Zur Story von Gallico

Wenn es schon solche Probleme gab, dann sollte man vielleicht kurz etwas zur Story an sich sagen.

The Snow Goose ist im Grund eine Novelle über Liebe und Freundschaft vor dem Hintergrund des II. Weltkriegs. Es geht um die Freundschaft zwischen Philip Rhayader und Fritha. Rhayader ist ein Künstler, der abgeschieden in einem aufgegebenen Leuchturm in einem Marschgebiet in Essex lebt. Abgeschieden wohl deshalb, weil er die Einsamkeit aufgrund einiger Beeinträchtungen suchen muss. Gallico beschreibt Rhayader als einen Mann mit Buckel und verkümmerten linken Arm, jedoch mit einem ungemein liebevollen Wesen. Fritha ist ein kleines Mädchen aus der Gegend, welches eines Tages in das Leben von Rhayader tritt. Sie trägt eine verwundete Schneegans im Arm. Rhayader und Fritha pflegen die Gans, bis diese wieder aus eigener Kraft fliegen kann. Die Gans kehrt danach immer wieder in das Marschgebiet des Leuchtturms zurück.

Für Gallico repräsentiert die Gans sowohl Rhayader selbst als auch die Freundschaft zwischen ihm Fritha. Die Jahre vergehen, Fritha wächst heran, die Freundschaft bleibt bestehen und die Gans kehrt immer wieder zu den beiden zurück. Rhayader selbst macht sich in den Wirren des Krieges mit seinem Boot auf nach Dünkirchen, um dort in Not gekommenen Soldaten zu helfen. Dabei kommt Rhayader ums Leben. Die Gans kommt daraufhin noch ein letztes Mal zum Leuchtturm zurück, wo Fritha klar wird, dass die Seele Rhayaders Abschied von ihr nehmen will. Gleichsam erkennt sie, dass Rhayader mehr als nur ein Freund war, sie hatte sich in ihn verliebt. Kurze Zeit später wird der Leuchtturm von einem Deutschen Bomberpiloten komplett zerstört und mit ihm alles, was an Rhayader erinnert. Fritha bleibt nur eines: ein von Rhayader gezeichnetes Bild von ihr als Kind mit der damals verwundeten Schneegans im Arm.

Zur musikalischen Umsetzung

Camel setzen das Thema instrumental um. Die Titel an sich zeigen an, wo man in der Kurzgeschichte steht. Die Songs sind vergleichsweise kurz, unüblich für Konzeptalben des Prog. Meines Erachtens passt das aber gut zur Kurzgeschichte.

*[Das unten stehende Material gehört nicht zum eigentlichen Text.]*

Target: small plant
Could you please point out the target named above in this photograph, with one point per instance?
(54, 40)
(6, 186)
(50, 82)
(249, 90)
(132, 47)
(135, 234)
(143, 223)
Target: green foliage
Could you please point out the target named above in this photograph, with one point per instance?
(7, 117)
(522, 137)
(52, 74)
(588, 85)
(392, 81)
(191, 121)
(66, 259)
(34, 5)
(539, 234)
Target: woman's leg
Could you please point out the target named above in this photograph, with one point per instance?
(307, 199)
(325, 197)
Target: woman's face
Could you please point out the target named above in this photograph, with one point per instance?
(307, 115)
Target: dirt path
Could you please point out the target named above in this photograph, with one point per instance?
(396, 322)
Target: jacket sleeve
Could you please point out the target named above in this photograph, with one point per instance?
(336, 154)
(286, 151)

Musikalisch gibt es wenig zu mäkeln. Symphonischer Prog auf The Great Marsh, etwas englische Folklore auf Rhayader, Camelsounds mit jazz-rockigen Elementen auf Rhayader Goes To Town. Dazwischen immer wieder schöne kurze Intermezzos wie Sanctuary und Fritha. Schon auf der damaligen Seite 1 funktioniert das für meinen Geschmack gut, dennoch würde ich die damalige Seite 2 mit dem Auftakt Flight Of The Snow Goose noch höher bewerten. Hier liefert die Band extrem stark ab, das ist einfach klasse.

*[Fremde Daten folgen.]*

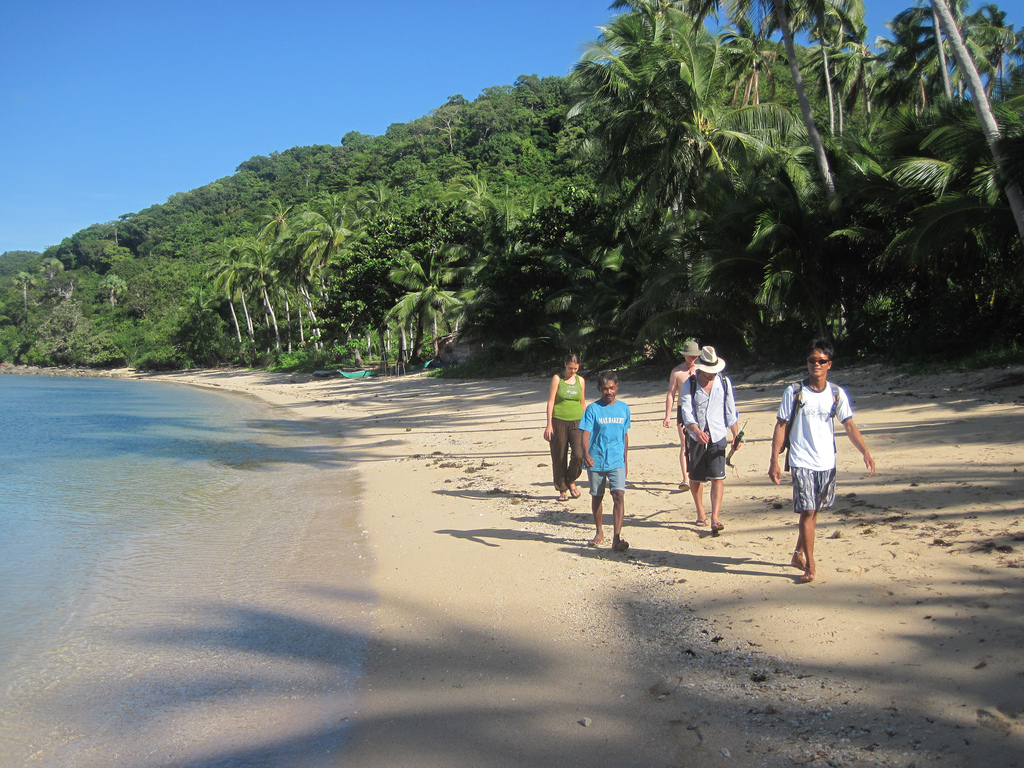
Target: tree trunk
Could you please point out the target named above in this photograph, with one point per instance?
(238, 331)
(273, 320)
(249, 320)
(941, 50)
(805, 107)
(982, 108)
(828, 86)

Insgesamt gibt es von allem etwas, Camel versuchen der Story und deren Verlauf mit ihrer Musik natürlich Ausdruck zu geben und daher klingt das nicht unbedingt so, wie andere klassische Camel-Alben. Manchmal kommen eher Erinnerungen an Wishbone Ash auf (vielleicht auch, weil Camel mit ihnen auf Tour waren), manches Motiv erinnert mich an Oldfield. Latimer zitiert auch David Gilmour, was in dem Kontext aber sehr gut passt. Und so gibt es einige stimmige Tracks mit meinen persönlichen Highlights Dunkirk, Epitaph und vor allem La Princesse Perdue.

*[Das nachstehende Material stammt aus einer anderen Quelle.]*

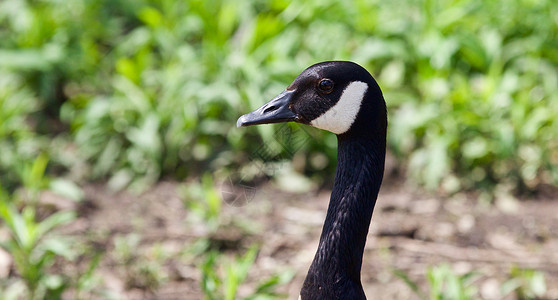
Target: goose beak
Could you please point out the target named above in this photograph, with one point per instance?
(275, 111)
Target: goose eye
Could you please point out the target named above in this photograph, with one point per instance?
(325, 85)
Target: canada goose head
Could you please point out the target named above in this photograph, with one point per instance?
(338, 96)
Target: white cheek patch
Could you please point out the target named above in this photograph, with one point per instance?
(342, 115)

Fazit Snow Goose ist für den einen ein Meisterwerk, für den anderen ein vergleichsweise langweiliges Album. So war das eben bei Camel, kaum eine Band bekam bei Beschreibungen ihrer Musik so oft das Prädikat nett aufgedrückt. Tatsächlich wirkte ihre Musik auf Anhieb oft spannungsarm, dafür hatten Camel Alben die seltsame Kraft, mit jedem Anhören wachsen zu können. Das ist im Fall von Snow Goose kaum anders. Manchem Proggie könnten die Tracks zu kurz und auf Anhieb zu unspektakulär gewesen sein, aber m. E. lieferte die Band ein stimmiges Sketchbook mit Notizen zur Gallico Story. Am Ende kam ein Album heraus, das zum direkten Vergleich mit Mirage oder Moonmadness ebensowenig taugt wie dem Vergleich mit anderen Konzeptalben. Es war einfach eine andere Hausnummer, eine Art Filmmusik zu einem Buch, ein ganz spezielles Album - Camel eben. Und in diesem Fall eine vorzügliche Camel-Ausgabe.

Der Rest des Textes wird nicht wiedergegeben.